YourCause Customers or Charitable Organizations may choose to share PII data related to its employees in order to support charitable giving program management. It is the responsibility of each Customer or Charitable Organization to notify its employees that PII data is shared with YourCause. YourCause will cooperate with its Customers and Charitable Organizations, however, to help them provide notice to their users concerning the purpose for which personal information is collected. Neither YourCause nor the Sites solicit the users on behalf of unrelated, third-party marketers.

CHANGING OR DELETING YOUR INFORMATION

We will retain personal data we collect, as well as personal data we collect and process on behalf of our Partners, for as long as needed to provide our Services.

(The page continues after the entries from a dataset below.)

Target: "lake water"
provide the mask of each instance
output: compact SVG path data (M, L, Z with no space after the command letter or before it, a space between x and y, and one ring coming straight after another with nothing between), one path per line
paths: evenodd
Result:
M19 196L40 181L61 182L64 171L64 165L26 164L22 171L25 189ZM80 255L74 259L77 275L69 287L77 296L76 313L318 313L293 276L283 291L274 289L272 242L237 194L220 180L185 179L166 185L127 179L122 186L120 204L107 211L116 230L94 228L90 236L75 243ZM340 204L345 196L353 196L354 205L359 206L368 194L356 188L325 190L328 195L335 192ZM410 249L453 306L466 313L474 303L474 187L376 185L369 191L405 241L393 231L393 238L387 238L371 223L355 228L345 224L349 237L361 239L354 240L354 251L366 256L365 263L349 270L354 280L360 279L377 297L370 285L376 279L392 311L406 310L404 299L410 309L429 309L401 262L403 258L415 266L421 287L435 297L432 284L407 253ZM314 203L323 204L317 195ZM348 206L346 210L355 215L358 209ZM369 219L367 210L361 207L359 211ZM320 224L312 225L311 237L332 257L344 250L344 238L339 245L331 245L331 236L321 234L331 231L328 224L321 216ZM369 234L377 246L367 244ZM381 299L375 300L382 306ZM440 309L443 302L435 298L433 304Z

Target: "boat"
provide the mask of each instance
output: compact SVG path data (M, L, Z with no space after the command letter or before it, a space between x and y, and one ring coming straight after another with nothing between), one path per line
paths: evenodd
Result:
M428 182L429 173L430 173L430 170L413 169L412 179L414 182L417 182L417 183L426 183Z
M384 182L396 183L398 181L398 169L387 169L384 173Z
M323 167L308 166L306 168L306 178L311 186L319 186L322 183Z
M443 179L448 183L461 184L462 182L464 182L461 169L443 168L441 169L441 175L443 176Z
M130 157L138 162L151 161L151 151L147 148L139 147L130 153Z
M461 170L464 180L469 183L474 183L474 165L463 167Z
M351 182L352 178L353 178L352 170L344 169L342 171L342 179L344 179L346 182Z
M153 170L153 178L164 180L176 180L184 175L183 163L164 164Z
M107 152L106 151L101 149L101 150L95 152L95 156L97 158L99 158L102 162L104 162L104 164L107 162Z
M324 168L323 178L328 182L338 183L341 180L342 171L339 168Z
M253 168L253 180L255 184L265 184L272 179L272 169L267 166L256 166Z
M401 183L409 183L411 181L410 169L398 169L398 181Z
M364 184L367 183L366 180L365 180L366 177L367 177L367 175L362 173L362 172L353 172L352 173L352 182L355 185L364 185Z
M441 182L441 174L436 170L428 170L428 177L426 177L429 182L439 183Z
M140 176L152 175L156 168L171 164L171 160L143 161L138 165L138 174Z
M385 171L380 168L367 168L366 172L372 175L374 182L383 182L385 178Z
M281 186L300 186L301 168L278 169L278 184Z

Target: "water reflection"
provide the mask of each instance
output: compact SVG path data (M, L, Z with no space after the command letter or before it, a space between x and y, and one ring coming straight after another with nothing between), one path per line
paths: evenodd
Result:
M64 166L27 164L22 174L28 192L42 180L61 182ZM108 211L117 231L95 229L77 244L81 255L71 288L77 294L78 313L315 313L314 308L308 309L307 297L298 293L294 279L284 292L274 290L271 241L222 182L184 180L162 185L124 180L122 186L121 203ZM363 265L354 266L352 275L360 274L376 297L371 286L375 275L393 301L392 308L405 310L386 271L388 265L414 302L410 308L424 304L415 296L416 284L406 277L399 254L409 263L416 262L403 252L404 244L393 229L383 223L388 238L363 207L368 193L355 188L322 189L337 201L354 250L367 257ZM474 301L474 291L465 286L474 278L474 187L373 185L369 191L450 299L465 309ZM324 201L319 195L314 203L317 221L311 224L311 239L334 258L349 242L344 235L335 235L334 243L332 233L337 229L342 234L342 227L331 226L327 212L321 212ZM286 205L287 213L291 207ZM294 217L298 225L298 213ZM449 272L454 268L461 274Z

YourCause will retain and use this personal information as necessary to comply with our legal obligations, resolve disputes, and enforce our agreements.

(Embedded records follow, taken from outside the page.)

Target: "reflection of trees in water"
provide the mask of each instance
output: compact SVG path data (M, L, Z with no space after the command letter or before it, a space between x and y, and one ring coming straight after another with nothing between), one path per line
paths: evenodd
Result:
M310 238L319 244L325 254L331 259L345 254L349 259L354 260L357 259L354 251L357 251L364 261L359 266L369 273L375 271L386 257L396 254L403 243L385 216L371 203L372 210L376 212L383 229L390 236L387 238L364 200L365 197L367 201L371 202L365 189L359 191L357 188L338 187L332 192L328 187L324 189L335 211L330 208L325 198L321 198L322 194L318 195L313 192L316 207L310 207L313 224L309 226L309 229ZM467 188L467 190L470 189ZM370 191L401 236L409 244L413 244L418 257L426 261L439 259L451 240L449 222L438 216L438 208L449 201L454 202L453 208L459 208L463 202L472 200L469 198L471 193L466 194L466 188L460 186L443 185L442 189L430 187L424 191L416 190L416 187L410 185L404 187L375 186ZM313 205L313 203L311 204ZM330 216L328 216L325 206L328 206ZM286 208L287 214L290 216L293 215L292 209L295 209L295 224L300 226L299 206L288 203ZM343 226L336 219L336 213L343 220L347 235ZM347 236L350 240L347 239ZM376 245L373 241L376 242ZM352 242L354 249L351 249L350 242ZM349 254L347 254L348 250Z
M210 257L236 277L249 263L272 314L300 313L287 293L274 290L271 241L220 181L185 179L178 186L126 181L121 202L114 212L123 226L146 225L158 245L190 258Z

All registered users may review, update, correct or delete the Personal Information in their registration profile by contacting YourCause and/or the appropriate individuals at their employer. If a user’s profile information is deleted, then the user’s account will become deactivated. If you would like us to delete your record in our system, please contact us with a request that we delete your Personally Identifiable Information from our database. We will use commercially reasonable efforts to honor your request and will work with the employer contracting with YourCause to ensure your data is properly removed within a reasonable time (though some information may not be erasable, as described above). We will retain your information for as long as your account is active or as needed to provide you services. If you wish to cancel your account or request that we no longer use your information to provide you services, you may do so in your user account settings, or you may contact us at support@yourcause.com. We will respond to your request within a reasonable timeframe. We will retain and use your information as necessary to comply with our legal obligations, resolve disputes, and enforce our agreements.

SECURITY

At YourCause, we are very concerned with safeguarding all information, as the protection of the data you share with us is very important. YourCause uses generally accepted industry practices to help prevent unauthorized use of, access to or alteration of visitor and user information and hosted data. These practices include the use of firewalls, SSL encryption, system redundancies, and co-location at a 24/7 monitored, access-controlled environment. YourCause personnel with access to information gathered from visitors and users have been advised of the importance of maintaining the confidentiality of such information and of using it only for the purposes described in this Privacy Policy.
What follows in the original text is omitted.